RSV usually hits young children harder than adults
The “tripledemic” — or the convergence of COVID-19, seasonal influenza, and respiratory syncytial virus, or RSV — has been hammering hospitals in the U.S. since fall 2022.
While the flu and COVID-19 are household terms, for many RSV is unfamiliar. But chances are you’ve had it.
“RSV has been around for a long time and it's incredibly common and highly contagious,” said Dr. Karen Phillips, Chief Medical Officer for Respiratory Interventions at Medtronic.
The virus generally causes nothing more than cold-like symptoms in healthy adults and kids, but sometimes it can lead to severe infection, particularly in young children.
Here are three things to know about RSV:
1. RSV is common and for healthy adults and children, it presents much like a cold.
According to the U.S. Centers for Disease Control & Prevention, RSV was discovered in 1956 and has since been recognized as one of the most common causes of childhood illness, causing outbreaks among all ages each year.
The virus generally starts to make its rounds in the fall, peaking in winter. This season, RSV peaked early in October and November 2022, along with influenza and COVID-19, backing up hospitals across the U.S.
In particular, the impressive spike in RSV cases in the U.S. meant that everyone was getting sick, all at once, according to Phillips.
Most children contract RSV before age 2; it’s part of the usual sniffles that kids always seem to get during the fall and winter season, Phillips said. Most healthy children who get RSV will deal with symptoms like sneezing, coughing, and a fever, but they’ll recover automatically, Phillips said.

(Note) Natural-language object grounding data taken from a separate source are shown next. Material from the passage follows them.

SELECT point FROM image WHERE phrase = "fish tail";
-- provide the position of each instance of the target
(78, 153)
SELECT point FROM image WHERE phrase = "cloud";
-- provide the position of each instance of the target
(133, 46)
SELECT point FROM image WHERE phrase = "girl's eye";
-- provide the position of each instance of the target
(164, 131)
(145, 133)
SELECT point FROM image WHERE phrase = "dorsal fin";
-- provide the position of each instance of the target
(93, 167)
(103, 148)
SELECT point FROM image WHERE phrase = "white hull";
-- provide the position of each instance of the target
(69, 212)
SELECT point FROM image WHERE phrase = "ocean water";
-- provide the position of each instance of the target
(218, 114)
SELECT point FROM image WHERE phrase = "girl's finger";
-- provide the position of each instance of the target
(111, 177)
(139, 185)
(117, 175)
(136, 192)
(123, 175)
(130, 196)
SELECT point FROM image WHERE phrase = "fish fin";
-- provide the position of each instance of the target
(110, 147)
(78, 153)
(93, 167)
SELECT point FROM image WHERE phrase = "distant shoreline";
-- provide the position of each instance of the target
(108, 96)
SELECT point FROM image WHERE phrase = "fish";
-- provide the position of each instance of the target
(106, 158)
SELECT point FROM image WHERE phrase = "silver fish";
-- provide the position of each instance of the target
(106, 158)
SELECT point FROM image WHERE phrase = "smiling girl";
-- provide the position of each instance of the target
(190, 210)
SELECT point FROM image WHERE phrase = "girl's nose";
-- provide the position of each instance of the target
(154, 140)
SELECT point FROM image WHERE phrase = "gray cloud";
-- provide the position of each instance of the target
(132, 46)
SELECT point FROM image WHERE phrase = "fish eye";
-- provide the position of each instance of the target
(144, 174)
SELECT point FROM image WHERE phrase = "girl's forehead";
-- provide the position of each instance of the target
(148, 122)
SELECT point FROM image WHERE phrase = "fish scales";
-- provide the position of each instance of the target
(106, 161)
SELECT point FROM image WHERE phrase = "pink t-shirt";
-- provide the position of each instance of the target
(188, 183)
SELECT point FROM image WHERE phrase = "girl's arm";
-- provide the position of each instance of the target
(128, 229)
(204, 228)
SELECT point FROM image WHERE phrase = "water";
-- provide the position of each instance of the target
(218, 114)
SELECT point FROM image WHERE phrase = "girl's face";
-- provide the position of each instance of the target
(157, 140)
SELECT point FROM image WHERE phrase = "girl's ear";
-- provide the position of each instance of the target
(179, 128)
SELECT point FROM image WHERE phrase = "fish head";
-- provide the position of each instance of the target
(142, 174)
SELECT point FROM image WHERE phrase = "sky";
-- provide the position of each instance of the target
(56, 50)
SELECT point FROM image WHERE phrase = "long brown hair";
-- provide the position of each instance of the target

“The reason it is most prevalent in children is that obviously when they have that first infection, they have no immunity,” Phillips said. “And so when they get (RSV) initially, they get it badly.”
2. Young children are most susceptible to severe cases of RSV.
The manner by which RSV is spread — through droplets and through surface contamination — coupled with kids not covering their mouths when they sneeze and cough makes places like schools and daycares hotbeds for the virus.
“RSV can spread quite quickly through a class and take out a number of kids all at once,” said Dr. John de Csepel, Global Regions Chief Medical Officer and Vice President of Clinical Research and Medical Science at Medtronic.
RSV presents much like the common cold, de Csepel said. And for most adults who are not immunocompromised, it’s nothing more than just that. But for premature babies and young infants, it can become much more severe, even fatal, he said.
“It's particularly because children have such tiny airways that just a little bit of inflammation can cause those airways to obstruct and put a child into distress,” de Csepel said.
For most people, their trachea — or the airway that carries oxygen to the lungs — is the size of their thumb, Phillips said.
“If you look at a 2-year-old, it's a very narrow thumb,” Phillips said. Even a little bit of mucus can have a big impact on a tiny airway.
3. There’s no vaccine for RSV yet, but there are efforts you can take to protect your family.
Don’t throw away those masks used during the pandemic quite yet, Phillips said. They’re still an effective tool for preventing the spread of COVID-19, the flu, and RSV. If you’re going to be in a closed, confined space with other people, don’t be shy to mask up.
Basic hygiene goes a long way, too.
“It took a pandemic to teach adults to wash their hands,” Phillips said. “So with kids, definitely encourage handwashing and just remind them to be vigilant that if they start feeling sick, they start sneezing or coughing.”
Lastly, keep an eye on your kids, Phillips said. Notice if they stop drinking or eating or not using the bathroom as regularly. Watch out for signs of severe symptoms, such as bluing of the lips, wheezing, an exacerbated cough or signs that your child is struggling to breathe.
“Those are red flags,” Phillips said of the symptoms. “Don’t hesitate to scoop baby up and go straight to the ER.”